Tim Blanchard Racing Team CoolDrive
I’ve always been a fan of the CoolDrive livery. Tim Blanchard may have retired after a lacklustre career, but the sponsor remains, with Macaulay Jones now piloting his Dad’s #21 car. There are some subtle changes to the design, with the light blue taking up a lot more real estate along the side of the car. White too is more pronounced this season, taking up most of the rear of the car.
The main attraction to this car is the same, lovely metallic blue from last year, and am only disappointed to see less of it on the car in 2019. However, I’m glad the team makes tweaks year on year to keep it interesting. I also like how the design of the livery follows the wavy theme set by the CoolDrive logo. That’s Cool integration. Sorry.
Triple Eight Race Engineering Red Bull Holden Racing Team
Red Bull were the first team to show off their cars this season, which was really early in fact, just a week into the new year. What they’ve popped out isn’t bad by any means, but doesn’t hit the same standard as season. There’s a lot of white on this one, and comes off looking a little generic, most likely due to how unique the 2018 livery was (which in hindsight I’d rate higher).
The Red Bull and Holden logos are still awkwardly squabbling for superiority on the sides like a couple of bickering brothers ; two large competing logos in different colours will never completely work on the side of a race car in this fashion. Logos aside, the design sticks mainly to large blue portions on the main panels of the car, with a bit of pin-striping in jagged forms along the edges. It’s an OK livery, but doesn’t get the same originality points as 2018.
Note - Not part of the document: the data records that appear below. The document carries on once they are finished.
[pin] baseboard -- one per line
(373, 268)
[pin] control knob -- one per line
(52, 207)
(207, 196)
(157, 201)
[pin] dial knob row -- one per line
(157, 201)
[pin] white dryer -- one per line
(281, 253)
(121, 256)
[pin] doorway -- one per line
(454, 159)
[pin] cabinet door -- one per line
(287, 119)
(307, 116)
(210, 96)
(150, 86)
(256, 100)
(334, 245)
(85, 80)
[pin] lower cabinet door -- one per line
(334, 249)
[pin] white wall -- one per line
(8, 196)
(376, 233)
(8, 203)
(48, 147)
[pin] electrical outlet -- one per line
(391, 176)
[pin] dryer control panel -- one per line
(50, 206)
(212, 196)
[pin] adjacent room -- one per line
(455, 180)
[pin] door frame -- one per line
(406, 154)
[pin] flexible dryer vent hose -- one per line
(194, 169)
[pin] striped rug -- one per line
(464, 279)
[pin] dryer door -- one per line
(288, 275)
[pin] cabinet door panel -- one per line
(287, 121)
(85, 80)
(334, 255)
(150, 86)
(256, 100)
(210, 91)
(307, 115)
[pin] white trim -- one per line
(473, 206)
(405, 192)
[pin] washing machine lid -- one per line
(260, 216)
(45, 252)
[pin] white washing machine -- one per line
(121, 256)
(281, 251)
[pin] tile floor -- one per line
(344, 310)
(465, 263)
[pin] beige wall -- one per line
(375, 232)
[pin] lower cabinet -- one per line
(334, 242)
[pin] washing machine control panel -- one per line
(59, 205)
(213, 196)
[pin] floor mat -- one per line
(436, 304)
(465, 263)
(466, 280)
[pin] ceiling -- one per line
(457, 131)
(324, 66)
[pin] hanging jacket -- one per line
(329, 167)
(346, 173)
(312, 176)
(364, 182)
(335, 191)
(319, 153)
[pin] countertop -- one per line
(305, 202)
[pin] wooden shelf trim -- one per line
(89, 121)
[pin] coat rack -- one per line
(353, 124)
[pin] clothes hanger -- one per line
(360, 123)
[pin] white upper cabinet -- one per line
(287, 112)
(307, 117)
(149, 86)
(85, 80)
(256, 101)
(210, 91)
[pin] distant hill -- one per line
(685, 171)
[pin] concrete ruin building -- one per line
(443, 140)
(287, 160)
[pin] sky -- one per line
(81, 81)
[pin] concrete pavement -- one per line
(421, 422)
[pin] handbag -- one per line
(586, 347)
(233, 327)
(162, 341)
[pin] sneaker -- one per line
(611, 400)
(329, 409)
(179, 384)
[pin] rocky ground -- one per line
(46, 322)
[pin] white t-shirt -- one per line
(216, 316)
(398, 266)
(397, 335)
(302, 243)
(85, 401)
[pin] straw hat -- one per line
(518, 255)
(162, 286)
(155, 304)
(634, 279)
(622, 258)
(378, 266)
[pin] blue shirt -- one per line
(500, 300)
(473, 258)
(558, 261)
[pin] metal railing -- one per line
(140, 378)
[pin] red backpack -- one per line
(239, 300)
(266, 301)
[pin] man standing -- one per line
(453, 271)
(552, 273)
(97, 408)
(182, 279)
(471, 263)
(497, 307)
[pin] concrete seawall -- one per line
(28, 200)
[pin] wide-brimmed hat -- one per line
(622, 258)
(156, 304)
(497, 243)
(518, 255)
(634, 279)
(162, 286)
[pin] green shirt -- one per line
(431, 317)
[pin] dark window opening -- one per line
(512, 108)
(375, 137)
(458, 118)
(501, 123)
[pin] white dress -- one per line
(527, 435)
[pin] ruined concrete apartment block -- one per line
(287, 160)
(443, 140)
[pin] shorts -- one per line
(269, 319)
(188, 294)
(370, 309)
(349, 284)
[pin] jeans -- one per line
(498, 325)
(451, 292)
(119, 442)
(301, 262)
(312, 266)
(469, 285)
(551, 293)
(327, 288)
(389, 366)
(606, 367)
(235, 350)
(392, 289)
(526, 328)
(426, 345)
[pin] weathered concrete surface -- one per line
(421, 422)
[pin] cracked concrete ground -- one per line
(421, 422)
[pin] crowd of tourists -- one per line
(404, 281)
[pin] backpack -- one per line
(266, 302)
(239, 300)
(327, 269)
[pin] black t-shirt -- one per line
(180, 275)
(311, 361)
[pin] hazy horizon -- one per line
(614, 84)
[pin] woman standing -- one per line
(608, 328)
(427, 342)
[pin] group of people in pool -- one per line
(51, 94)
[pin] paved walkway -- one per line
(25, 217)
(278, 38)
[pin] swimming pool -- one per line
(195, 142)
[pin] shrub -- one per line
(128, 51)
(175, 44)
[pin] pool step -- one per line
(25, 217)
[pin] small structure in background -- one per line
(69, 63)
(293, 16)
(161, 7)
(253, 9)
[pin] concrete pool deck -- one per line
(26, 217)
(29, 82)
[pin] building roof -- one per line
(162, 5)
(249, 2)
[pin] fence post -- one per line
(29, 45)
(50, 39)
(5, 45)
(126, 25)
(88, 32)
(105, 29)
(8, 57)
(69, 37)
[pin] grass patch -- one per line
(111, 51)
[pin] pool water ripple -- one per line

Walkinshaw Andretti United Mobil 1 MEGA Racing
Finally it’s Walkinshaw, who have taken on Mega Fuels as a main sponsor, who have some fairly dodgy photoshops of stock photos on their homepage. This livery, however, is a huge improvement on the sponsors last major design. Here we have a coherent effort, mainly white, taking the odd route of using Mega’s own colours in a less noisy fashion. It’s an inspired choice, as the greater use of purple didn’t work out so well the last time.
That said, the purple, yellow and blue work very well as intricately intertwined ribbons of colour separating the black and white sections of the car. The theme is maintained across the sides, roof and bonnet and keep us interested enough with a splash of colour, as opposed to a mainly purple and yellow livery (which I’d have been intrigued to see). A good effort, and possibly thanks to Mobil, still maintains a strong Walkinshaw identity.
Time for the bonus awards!
Best Look Award – Matt Stone Racing
I didn’t think this would be my pick, but it’s just a clean, satisfying car to look at.
Least Attractive Award – Kelly Racing Castrol Racing
BP Ultimate just kills this one, but isn’t the only fault. The weaker red lines don’t work well against the main green either.
Most Improved Award – Brad Jones Racing & WAU
Brad Jones for the National Pharmacies livery is a little unfair as it’s not a season long livery, so it’s probably more fair to give it to Walkinshaw. Mega have come a long way since Jason Bright’s Falcon in 2017, and is a lot better than Stanaway’s Falcon that they featured on last year too.
Almost There Award – 23 Red Milwaukee Racing
They’ve made changes this year, but still have the same rating. Red, white and black have lots of potential – a couple of inspired tweaks could see them move up the ranks in 2020.
Most Annoying Award – Freightliner Racing
So much potential with those colours, but they insist on having those yellow and silver lines more or less ignore the Freightliner logo. Drives me nuts.
Sponsor That Should Be Angriest Award – Supercheap Auto
I don’t know, maybe they did have a say in the livery design? Regardless, to dictate a livery and be so much less prominent than in previous years…I’d be annoyed if I was on their marketing team. Maybe this is just subjective though?